By Stacey Delich-Gould, Senior Vice President, Senior Trust and Estate Specialist, and Greg Singer, Investment Director, Capital Group Private Client Services – New York City, Guest Columnists

A gift of appreciated property to a charity may allow a donor to take an income tax deduction for the full fair-market value (FMV) of the property on the date of the donation, without having to recognize the appreciation as income.  However, when a donor uses closely-held, non-publicly-traded  stock (CHNPTS) to make such a gift, complex issues arise.

Closely-Held, Non Publicly-Traded StockOverview

A charitable gift of long-term (held for one year or more), publicly-traded stock is generally a straightforward transaction: the donor can usually take an income-tax deduction for the FMV of the donated stock as of the date of contribution without recognizing any gain.  However, many business owners have a significant portion of their wealth invested in their business in the form of CHNPTS, which can present some challenges.

Most significantly, a donor who contributes long-term CHNPTS to a private, non-operating foundation is typically limited to an income-tax deduction equal to the basis, not the FMV, of the CHNPTS contributed, such that the corresponding deduction for any appreciation is lost.  In addition, the deduction for a gift of such stock to a non-operating foundation is ordinarily limited to 20% of the donor’s adjusted gross income (AGI).

By contrast, a gift of long-term CHNPTS made to a public charity, including a donor advised fund  (DAF) or operating foundation, can result in a full FMV deduction for the donor, and such gifts generally are deductible up to 30% of the donor’s AGI.  To achieve this outcome, the gift must be structured carefully and certain issues, not applicable to gifts of publicly-traded stock, must be considered.

Structuring the Transaction

A key concern for both the business (in which the CHNPTS is held) and the charitable donee is ownership.  The business often does not want an outsider such as a charity as an owner of its closely-held stock, and the charitable donee usually has no interest in owning an illiquid asset, especially if it represents an interest in an operating business.  In addition, if the charitable donee is a DAF, it must ensure that its receipt of the donation does not implicate the “excess business holdings” rules (triggered when a DAF owns more than 2% of a business).

Thus, when a charitable gift of CHNPTS is made, it is often in the interests of all parties  for the CHNPTS to be redeemed as quickly as possible.  (A charitable donation of CHNPTS can also be made in anticipation of a liquidation event, so long as the donation is made before any formal decision to liquidate the business.)
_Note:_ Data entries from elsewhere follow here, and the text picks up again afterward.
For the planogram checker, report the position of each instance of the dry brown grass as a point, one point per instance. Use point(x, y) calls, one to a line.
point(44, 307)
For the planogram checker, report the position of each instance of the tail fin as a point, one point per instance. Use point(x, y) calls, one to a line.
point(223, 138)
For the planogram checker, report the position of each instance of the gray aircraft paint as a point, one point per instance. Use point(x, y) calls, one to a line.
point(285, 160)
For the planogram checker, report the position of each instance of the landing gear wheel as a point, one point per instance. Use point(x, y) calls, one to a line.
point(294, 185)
But in order to preserve the income tax advantages to the donor associated with the donation, there cannot be any prearranged agreement between the donor and the charity. In other words, there cannot be any pre-existing obligation on the part of the charity that it will offer the CHNPTS for sale back to the business or that the business will buy back the CHNPTS from the charity, as a condition of the donor making the gift to the charity.

Under the “assignment of income” doctrine, if such a prearrangement or obligation is found by the Internal Revenue Service (IRS) to exist, the charitable contribution made by the donor is reclassified as follows:

  1. it is deemed a sale of the CHNPTS by the donor;
  2. any gain on the sale must be recognized by the donor and,
  3. the donor is then deemed to have made a gift to the charitable donee of the proceeds from the sale.

A deemed sale means that the donor has recognized the gain in the asset and will be taxed accordingly, defeating the goal of making a charitable gift that also minimizes a donor’s capital gains tax and maximizes a donor’s charitable deduction.

Valuation and Substantiation Considerations

Because there is no readily accessible market for CHNPTS, an appraisal (by a qualified appraiser) is often required.  The IRS currently requires an appraisal for charitable contributions of CHNPTS valued in excess of $10,000, and failure to obtain such an appraisal can result in the disallowance of any deduction.  In addition, charitable contributions of CHNPTS valued in excess of $500,000 must be filed with the IRS.

Conclusion

A gift of CHNPTS by a donor to a charity is a complex transaction that gives rise to many legal and tax issues.  Donors should consult with their attorneys, accountants and other relevant advisors prior to considering such a donation to ensure that it is structured properly to preserve the desired income tax benefits and to effectuate the donor’s charitable intent.